0 4,250,546.8477000 1,107.712591000 122
1 607,220.9782429 418.676005500 842
2 86,745.8540347 158.244655800 5,882
3 12,392.2648621 59.810857940 41,162
4 1,770.3235517 22.606379400 288,122
5 252.9033645 8.544408276 2,016,842
6 36.1290521 3.229482772 14,117,882
7 5.1612932 1.220629759 98,825,162
8 0.7373276 0.461354684 691,776,122
9 0.1053325 0.174375668 4,842,432,842
10 0.0150475 0.065907807 33,897,029,882
11 0.002149643 0.02491056 237,279,209,162


Is there a correlation between polygon size and data volatility?

Level 9 hexagons cover an area of approximately 0.1 km2. The obvious upside to such a granular spatial resolution is that it allows for identification of patterns on a detailed level or isolation for small areas of particular interest. The downside is that in a smaller spatial area, less data is collected per spatial unit.

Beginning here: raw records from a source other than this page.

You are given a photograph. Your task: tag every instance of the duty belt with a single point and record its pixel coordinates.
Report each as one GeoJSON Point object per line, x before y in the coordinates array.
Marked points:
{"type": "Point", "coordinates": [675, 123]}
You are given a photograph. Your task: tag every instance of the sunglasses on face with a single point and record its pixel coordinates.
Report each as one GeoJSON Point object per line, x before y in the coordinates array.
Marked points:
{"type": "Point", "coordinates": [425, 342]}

A smaller sample size (compared to larger administrative areas) can lead to more volatile metrics. It also means that metrics such as dwell time can be shorter and less insightful when what is, in reality, one long dwell time crosses into neighboring hexagons and is split into several shorter dwell times.

Another downside of small hexagons is that time series analysis might suffer from data gaps. If a particular hexagon gets data during some – but not all – periods, comparisons over time become increasingly complicated. OAs increase in size with decreasing population density, ensuring that they have enough data during all periods to make time series analysis possible.

Smaller hexagons work best where data is dense, mostly in urban areas and areas with high visitation rates. Generally, whenever a metric is observed as very volatile in a smaller hexagon, it's advisable to use an OA for analysis.

What does the value 9999999 in the ORIGIN_AREA_ID and rank fields represent?

In the ORIGIN_AREA_ID field, 9999999 is used to aggregate origins with very low PERCENT_POP_T values, in order to reduce a long tail of origins. The value is applied only after the cumulative sum of PERCENT_POP_T surpasses 90% and the remaining origins contribute less than 1% each.

In rank columns, the value 9999999 is used in two cases. The first is to set the rank for the aggregate origin described above, which should not be included in the ranking of regular origins. The second case is when an origin does not show flows to the destination for some day parts, week parts, or ORIGIN_AREA_TYPE values. Whenever such data is present, the origin is ranked in the normal manner, but will receive a rank of 9999999 in cases where there are no flows to be ranked.

Is there a minimum number of mobility data transactions for an area that can be used in a dataset?

Yes. Every aggregation in the dataset must contain a minimum of 10 data points. However, it is important to understand that while there is a minimum number of individual transactions in each batch of 11, that doesn't necessarily mean that this data is from 11 individual devices. By utilizing 12 months of data in all calculations (except seasonality) and applying the >10 point minimum filter, Precisely reduces the risk of individual device origin-destination results for a location being introduced into the dataset.